On July 10, women of color spoke out on President Obama’s My Brother’s Keeper (MBK) policy initiative, in a webinar sponsored by the African American Policy Forum. The 90-minute webinar followed a June 17th letter signed by over 1,400 women of color from all walks of life—activists, artists, nurses, teachers, day laborers, students, academics, mothers, community leaders, and business owners, identifying as straight, queer, and transgender, and calling for a gender and racial inclusive lens that includes girls and young women of color in MBK.
As organizers of the women of color webinar noted on their website, we “all share a commitment to the expansion of ‘My Brother’s Keeper’ (MBK) and all other national youth interventions to include an explicit focus on the structural conditions that negatively impact all youth of color.” Kimberlé Crenshaw, one of the organizers stated, “The letter signed by over 1,400 women of color calls for a realignment of the frame, for the inclusion of girls and young women in the President’s initiative. One cannot advance a community’s interests without putting girls and women at the center.”
As the Latina discussant in the webinar, I spoke about the contradiction—actually, the paradox—between MBK’s stance on securing the wellbeing of families through father-centered interventions and the Obama Administration’s immigration policy of mass deportation that has been compared to the policy of mass incarceration. The most significant threat to many Latino families is Obama’s immigration policy.
The mass deportation of hundreds of thousands of undocumented parents of U.S. child citizens is deplorable. Since President Obama took office, nearly 2 million undocumented immigrants have been deported—more than during the Bush Administration. There are 1,100 deportations on a daily basis and this indefensible policy of mass deportations is having devastating impacts: tearing Latino families apart, shattering communities, and leaving hundreds of thousands of children without parents.
When we consider the President’s policy of mass deportation in relation to the MBK’s racial justice campaign built around a theory of Black family pathology and father-centered initiatives, this Administration’s differential treatment of Latina/os is clearly evident. Because when it comes to Latinos, the Obama Administration is instituting the very fissures that it seeks to repair. Its immigration policy is not only fracturing Latino social networks, families, and creating chaos in communities, it is fundamentally reshaping Latino families in a negative way, leaving thousands of U.S. children fatherless and motherless precisely because of the President’s mass deportation policy.
It is no wonder that many Latino immigrant rights groups have baptized President Obama as the “Deporter in Chief.” Even Janet Mungia, the president of the largest Latino advocacy organization, the National Council of La Raza (an early supporter of his immigration policy), has referred to Obama as the “deportation president” and “Deporter in Chief.”

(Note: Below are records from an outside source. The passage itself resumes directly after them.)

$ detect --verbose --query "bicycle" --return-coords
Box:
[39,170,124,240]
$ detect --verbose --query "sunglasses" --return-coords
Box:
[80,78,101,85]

As Latinas, we need organize a Latinas Speak to articulate our position on the MBK. At the July 10th webinar, I spoke about some of the challenges Latina youth face, some we share with other women of color and others that are specific to Latina/o communities. Latina girls are beset by high drop-out rates, sexual harassment in the workplace, gender-based violence in the home and family silencing around sexual violence, as well as sexual violence outside the home in institutions such as detention centers and prisons, perpetrated by individuals and institutional actors. Our familia-first orientation has been central to our survival in the face of racial and class injustices, but when it comes to girls and young women, there is also a downside to this family-comes-first ideology.
I teach mostly Latina and Latino students at the University of California, Santa Cruz, and frequently Latina students visit me during office hours to talk about family matters. Often in tears, young women tell me stories about fathers not supporting their desire to attend college away from home; about having to miss mid-term exams and term projects to deal with family matters; about requesting an “incomplete” for course work because they needed to care for their siblings and/or parents during family crises. The parentification of children is especially acute for Latinas: the expectation that girls and young women should be the primarily caregivers for all family members or sacrifice their own aspirations for la familia, is perhaps why the four-year college graduation rate is lowest for Latinas than for other racial groups in the U.S.
We need to articulate a Latina vision for gender and racial justice in our communities that takes into account the specific challenges Latina/o youth face, girls as well as boys, because we simply cannot accept a “one-size-fits” all approach like MBK, nor an either/or framework that leaves Latina girls and young women out of the equation. Like Women of Color Speak and the earlier open letter signed by over 200 African American men that my colleague Darnell Moore wrote about, we must insist on a gender, race, and sexuality inclusive lens, a both/and framing of the problems affecting communities of color, boys as well as girls.
A re-screening of the July 10th Women of Color Speak webinar is scheduled for July 25th, with a live Q&A following the event.